Ruling on SB 4

A three-judge panel of the 5th U.S. Circuit Court of Appeals ruled Monday that part of the state’s new, and highly controversial immigration enforcement law, also known as SB 4, can go into effect, even as a legal challenge to the law continues. Last month, a district judge in San Antonio blocked the part of the law that forced jail officials to honor all federal detainer requests.

Under the 5th Circuit ruling, local governments can no longer prohibit police officers from asking those they lawfully stop about their immigration status. The fact that police are allowed to ask about immigration status, rather than being told that they must, or must not ask, gives individual officers a great deal of discretion.

However, the 5th Circuit agreed that to stop police chiefs and mayors and so forth from advocating sanctuary city policies would violate the free speech clause.

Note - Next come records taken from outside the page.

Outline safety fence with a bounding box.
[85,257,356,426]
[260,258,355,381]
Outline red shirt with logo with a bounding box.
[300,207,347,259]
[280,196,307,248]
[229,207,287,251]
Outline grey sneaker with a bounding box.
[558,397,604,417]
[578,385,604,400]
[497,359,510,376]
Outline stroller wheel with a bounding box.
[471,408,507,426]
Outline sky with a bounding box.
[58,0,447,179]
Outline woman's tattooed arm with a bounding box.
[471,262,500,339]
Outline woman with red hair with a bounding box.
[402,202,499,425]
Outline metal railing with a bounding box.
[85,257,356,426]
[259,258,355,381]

A police officer on the street may be able to ask about the immigration status of a person, but he may also know that his chief has spoken out against it. This suggests that a politicized police officer who is averse to immigration will take one approach, and someone who is comfortable with immigration will take a different approach.

SB 4 includes penalties for local officials who do not comply with federal detainer requests, including criminal sanctions. Those penalties remain in effect for those portions of the law the court allowed to remain in place.

Travis County Sheriff Sally Hernandez, a critic of SB 4, announced after the appeals court ruling that her office will now comply with all detainer requests.